01.12.2015
Hygiène / Microbiologie du vin
Le goût de souris est une déviation organoleptique qui suggère des odeurs de souris, pop corn, tortilla etc… Souvent méconnue, cette déviation n'en reste pas moins préoccupante car non prévisible... Nicolas Richard, ingénieur oenologue du service R&D d'Inter-Rhône présente quelques pistes de réflexions pour mieux appréhender cette finale aromatique souvent sournoise.
Nicolas Richard : La recherche aujourd’hui a démontré que deux microorganismes, les levures Brettanomyces et les bactéries lactiques Lactobacillus et Oenococcus sont à l’origine de ces déviations. À partir de deux acides aminés, la lysine et l’ornithrine, trois molécules sont synthétisées : le 2 acétyltétrahyropyridine ATHP, le 2 éthyltétrahydropyridine et le 2 acétyl 1 pyroline. Selon de récentes études, il existerait une autre voie de synthèse. D’autres molécules pourraient ainsi être synthétisées, peut être des pyridines… Les deux types de microorganismes peuvent intervenir sans la présence de l’autre. Lorsqu’il y a synthèse d’ATHP, cette déviation se manifeste lorsque le pH augmente et l’acidité diminue. En bouche, la salive a tendance à augmenter le pH de la solution. Il semblerait qu’à pH élevé, un isomère des molécules responsables du goût de souris passe sous une autre forme chimique qui serait détectée par l’homme.
Nicolas Richard : Tous les dégustateurs ne sont pas égaux puisque le pH de la salive agit sur la perception du défaut. Or le pH varie d’un individu à l’autre voire le pH salivaire d'un même individu varie au cours de la journée ! Si vous mangez des huîtres avec du jus de citron vous ne sentirez pas cette déviation ! Les odeurs associées sont : souris, tortilla, peau de saucisson, voire vomi dans certains cas et eau du riz basmati. Les molécules responsables de l’odeur de l’eau du riz basmati, à base de pyridines, sont bien connues parce qu’étudiées par l’industrie agroalimentaire. Deux essais peuvent être réalisés pour révéler la présence d’ATHP. Pour en être certain vous pouvez tremper le doigt dans le vin, attendre quelques secondes et sentir… le pH de la peau augmente celui du vin et l’odeur peut ainsi être perçue par l’homme. Autre astuce imparable : mettre une cuillère de bicarbonate de soude dans un verre du vin suspect. Il y aura une effervescence et un dégagement de l’odeur instantanément.

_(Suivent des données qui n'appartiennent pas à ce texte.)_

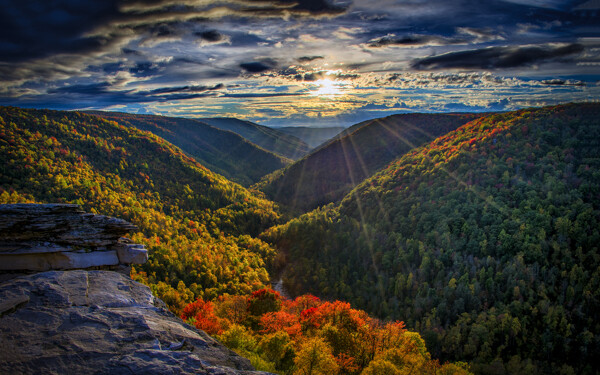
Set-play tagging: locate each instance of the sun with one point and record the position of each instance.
(327, 88)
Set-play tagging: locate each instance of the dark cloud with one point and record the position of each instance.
(103, 93)
(498, 57)
(37, 28)
(145, 69)
(263, 95)
(259, 66)
(562, 82)
(298, 7)
(414, 41)
(210, 35)
(171, 90)
(309, 58)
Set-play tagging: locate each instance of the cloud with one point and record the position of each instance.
(105, 94)
(300, 7)
(498, 57)
(259, 66)
(308, 58)
(210, 35)
(562, 82)
(413, 41)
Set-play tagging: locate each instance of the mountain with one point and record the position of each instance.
(271, 139)
(307, 335)
(223, 152)
(331, 171)
(484, 240)
(200, 229)
(101, 322)
(312, 136)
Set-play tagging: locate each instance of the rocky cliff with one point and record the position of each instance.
(89, 321)
(42, 237)
(100, 322)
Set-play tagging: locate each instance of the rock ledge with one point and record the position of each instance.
(100, 322)
(42, 237)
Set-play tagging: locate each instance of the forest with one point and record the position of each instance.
(200, 229)
(329, 172)
(485, 241)
(307, 336)
(478, 248)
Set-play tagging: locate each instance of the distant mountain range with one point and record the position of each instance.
(328, 173)
(200, 228)
(479, 231)
(485, 239)
(312, 136)
(271, 139)
(222, 151)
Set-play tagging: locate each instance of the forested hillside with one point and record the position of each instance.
(198, 226)
(312, 136)
(270, 139)
(223, 152)
(484, 240)
(310, 336)
(329, 173)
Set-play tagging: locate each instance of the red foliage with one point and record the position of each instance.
(263, 301)
(204, 316)
(280, 320)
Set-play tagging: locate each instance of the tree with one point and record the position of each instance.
(315, 358)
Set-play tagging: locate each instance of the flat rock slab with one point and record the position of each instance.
(100, 322)
(64, 224)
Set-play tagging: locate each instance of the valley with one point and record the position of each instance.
(479, 232)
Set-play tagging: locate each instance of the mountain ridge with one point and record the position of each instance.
(330, 171)
(484, 240)
(222, 151)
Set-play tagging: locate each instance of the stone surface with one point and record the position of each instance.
(100, 322)
(132, 253)
(42, 237)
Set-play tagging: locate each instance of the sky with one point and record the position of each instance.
(298, 62)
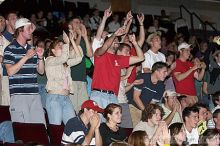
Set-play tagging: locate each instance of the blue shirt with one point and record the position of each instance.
(24, 82)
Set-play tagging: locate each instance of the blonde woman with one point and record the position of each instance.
(59, 85)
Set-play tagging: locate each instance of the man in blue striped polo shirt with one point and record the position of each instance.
(22, 63)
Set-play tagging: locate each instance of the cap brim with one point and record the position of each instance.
(99, 110)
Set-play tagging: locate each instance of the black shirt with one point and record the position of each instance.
(109, 136)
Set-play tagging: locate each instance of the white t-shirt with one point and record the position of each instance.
(193, 136)
(151, 58)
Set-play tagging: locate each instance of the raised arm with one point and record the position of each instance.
(140, 55)
(75, 53)
(127, 24)
(40, 54)
(86, 39)
(109, 42)
(101, 27)
(141, 31)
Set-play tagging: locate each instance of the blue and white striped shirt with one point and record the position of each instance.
(23, 82)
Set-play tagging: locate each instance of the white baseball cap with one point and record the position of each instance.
(184, 45)
(22, 22)
(169, 93)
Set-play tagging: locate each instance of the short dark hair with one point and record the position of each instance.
(158, 65)
(122, 45)
(215, 113)
(215, 97)
(181, 97)
(149, 110)
(188, 110)
(109, 110)
(72, 18)
(17, 31)
(201, 105)
(208, 134)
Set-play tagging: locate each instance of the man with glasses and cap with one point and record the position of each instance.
(22, 63)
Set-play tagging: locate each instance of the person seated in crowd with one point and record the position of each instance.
(59, 85)
(203, 112)
(185, 73)
(216, 119)
(210, 137)
(110, 131)
(105, 88)
(182, 101)
(190, 117)
(84, 128)
(216, 103)
(156, 27)
(139, 138)
(151, 91)
(214, 73)
(178, 134)
(150, 120)
(171, 107)
(152, 55)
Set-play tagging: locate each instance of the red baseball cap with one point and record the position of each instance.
(90, 104)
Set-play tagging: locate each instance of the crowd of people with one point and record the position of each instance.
(102, 75)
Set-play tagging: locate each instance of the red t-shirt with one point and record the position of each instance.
(132, 77)
(107, 71)
(187, 85)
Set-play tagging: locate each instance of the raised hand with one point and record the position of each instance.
(66, 38)
(132, 38)
(83, 30)
(203, 65)
(94, 121)
(107, 13)
(129, 16)
(40, 52)
(138, 82)
(120, 31)
(30, 53)
(78, 31)
(140, 18)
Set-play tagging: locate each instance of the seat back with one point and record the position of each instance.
(55, 132)
(4, 113)
(30, 132)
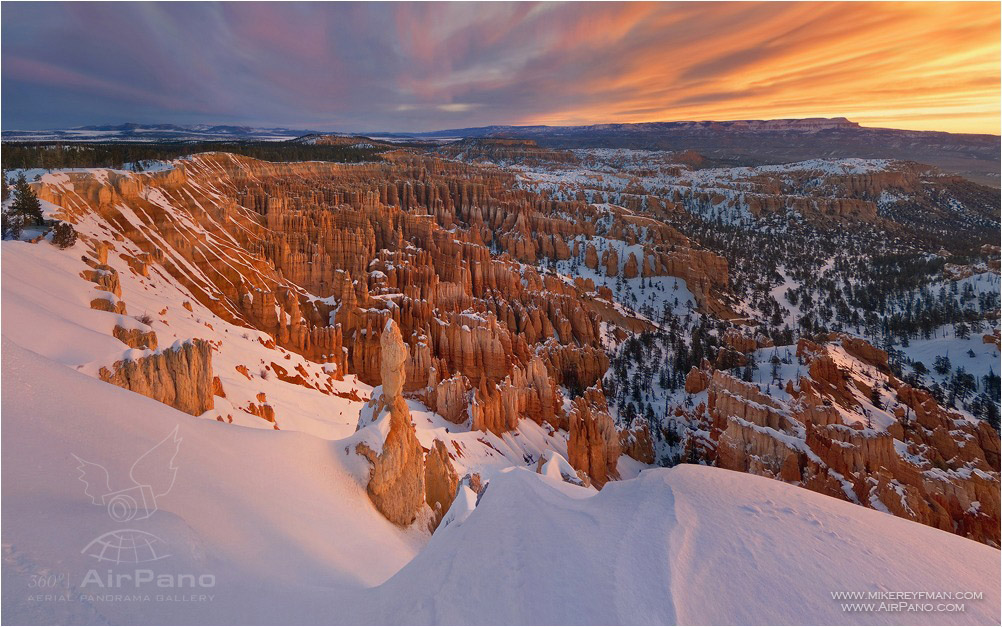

Nicolas Richard : Les vins sulfités à plus de 15 mg/l de SO2 libre ne sont pas affectés par cette déviation. L’anhydride sulfureux dès 2 g/hl diminue le goût, mais 5 g/hl ne le masquera pas plus. Il est ainsi inutile d’augmenter démesurément les doses de SO2. De mon côté, j’ai testé de nombreuses colles et j’ai obtenu une efficacité avec les tanins oenologiques : les ellagitanins à des doses de 5g/hl. Est-ce l’effet antioxydant des tanins qui agit ? Est-ce que les tanins masquent cette aromatique ? Autant de questions actuellement sans réponse. Il semble que ces molécules soient passagères. Les vignerons voient ce phénomène disparaître au bout de quelques mois. Surprenant mais rassurant. Si le vin est déjà en bouteille, il vaut mieux attendre… mais impossible de définir une durée. Ce goût serait probablement lié au potentiel redox du vin qui a tendance à varier avec le temps.
Nicolas Richard : Il faut respecter toutes les règles de préconisations d’un point de vue microbiologique, de l’hygiène en cave, et de la maîtrise des fermentations malolactiques… Si cette déviation apparaît pendant la fermentation alcoolique, elle a tendance à disparaître pendant la vinification.